Abstract
Visual search performance is typically measured as a function of set size, but it is unclear how to determine set size in cluttered scenes. Previously, we claimed that in such scenes, set size corresponds to the number of segmentable regions rather than the number of objects (Bravo & Farid, 2003). We supported this claim by showing that distractors with multiple regions produce steeper search functions than distractors with a single region. Our goal this year was to quantify this relationship by using a computational model to count the regions in our clutter stimuli.
There are many computational models for segmenting an image into regions; of these, graph-based approaches have shown particular promise. We employed one such algorithm (Felzenszwalb and Huttenlocher, 2004) to count the number of regions in our 2003 stimuli. We then used this measure of set size to replot the search time data. Using the number of segmentable regions as the measure of set size produced a better fit (R^2=0.995) than did using the number of distractor objects (R^2=0.916).

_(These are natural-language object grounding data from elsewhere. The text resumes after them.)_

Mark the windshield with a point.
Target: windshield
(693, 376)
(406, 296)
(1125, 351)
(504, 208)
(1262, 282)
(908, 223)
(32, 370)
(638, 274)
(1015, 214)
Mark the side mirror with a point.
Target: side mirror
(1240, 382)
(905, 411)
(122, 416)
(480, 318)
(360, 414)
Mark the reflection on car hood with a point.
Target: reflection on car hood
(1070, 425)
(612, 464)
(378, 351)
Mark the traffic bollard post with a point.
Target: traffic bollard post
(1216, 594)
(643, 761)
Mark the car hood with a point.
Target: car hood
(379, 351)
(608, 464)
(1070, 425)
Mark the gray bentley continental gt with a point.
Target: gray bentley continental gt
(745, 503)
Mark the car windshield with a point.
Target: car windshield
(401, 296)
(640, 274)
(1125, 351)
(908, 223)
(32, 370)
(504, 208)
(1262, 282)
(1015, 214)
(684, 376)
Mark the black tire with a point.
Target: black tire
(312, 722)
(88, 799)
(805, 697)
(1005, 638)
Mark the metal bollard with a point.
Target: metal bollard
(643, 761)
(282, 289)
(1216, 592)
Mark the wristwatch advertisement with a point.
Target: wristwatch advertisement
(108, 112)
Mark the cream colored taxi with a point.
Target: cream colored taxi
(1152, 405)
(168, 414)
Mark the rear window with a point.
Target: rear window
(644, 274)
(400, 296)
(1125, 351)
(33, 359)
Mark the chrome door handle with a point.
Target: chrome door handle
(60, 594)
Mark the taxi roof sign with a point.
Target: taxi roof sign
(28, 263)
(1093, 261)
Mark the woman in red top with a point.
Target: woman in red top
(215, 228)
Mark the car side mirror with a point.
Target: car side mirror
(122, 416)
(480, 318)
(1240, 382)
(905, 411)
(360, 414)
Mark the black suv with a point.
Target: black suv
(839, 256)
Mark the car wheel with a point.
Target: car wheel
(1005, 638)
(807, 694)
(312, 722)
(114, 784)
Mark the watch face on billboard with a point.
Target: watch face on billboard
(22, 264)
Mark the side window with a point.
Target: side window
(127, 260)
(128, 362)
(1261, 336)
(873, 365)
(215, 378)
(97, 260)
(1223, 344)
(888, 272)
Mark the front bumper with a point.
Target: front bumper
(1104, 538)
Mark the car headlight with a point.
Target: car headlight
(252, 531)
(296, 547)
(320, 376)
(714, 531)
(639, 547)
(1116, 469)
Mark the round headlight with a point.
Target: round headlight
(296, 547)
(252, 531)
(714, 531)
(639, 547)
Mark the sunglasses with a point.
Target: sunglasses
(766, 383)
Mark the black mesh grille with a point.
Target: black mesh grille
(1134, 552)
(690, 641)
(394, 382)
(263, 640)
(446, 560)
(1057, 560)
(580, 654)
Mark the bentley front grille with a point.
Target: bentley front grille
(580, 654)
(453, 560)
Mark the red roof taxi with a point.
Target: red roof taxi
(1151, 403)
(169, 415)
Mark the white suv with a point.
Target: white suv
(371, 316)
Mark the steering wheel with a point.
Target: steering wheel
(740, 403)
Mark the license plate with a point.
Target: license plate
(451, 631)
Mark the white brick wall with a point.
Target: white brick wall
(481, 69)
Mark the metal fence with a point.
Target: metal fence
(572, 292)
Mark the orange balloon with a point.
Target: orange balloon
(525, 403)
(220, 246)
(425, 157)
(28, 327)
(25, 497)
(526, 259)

Like all computational models of image segmentation, the output of the algorithm is highly scale-dependent. By adjusting the algorithm's parameters, a single image can be segmented into 50 regions or 500 regions. This variability is not a limitation of the algorithm; it reflects the scale ambiguity inherent in image segmentation. To determine whether our choice of parameters was fortuitous, we explored the parameter space and found that nearly every set of values produced an excellent fit to our data. Evidently, the number of regions in our stimuli is roughly proportional over a wide range of scales. We have confirmed that this proportionality also holds across many natural images.
We conclude that computational models of image segmentation can provide a good measure of relative set size in cluttered stimuli.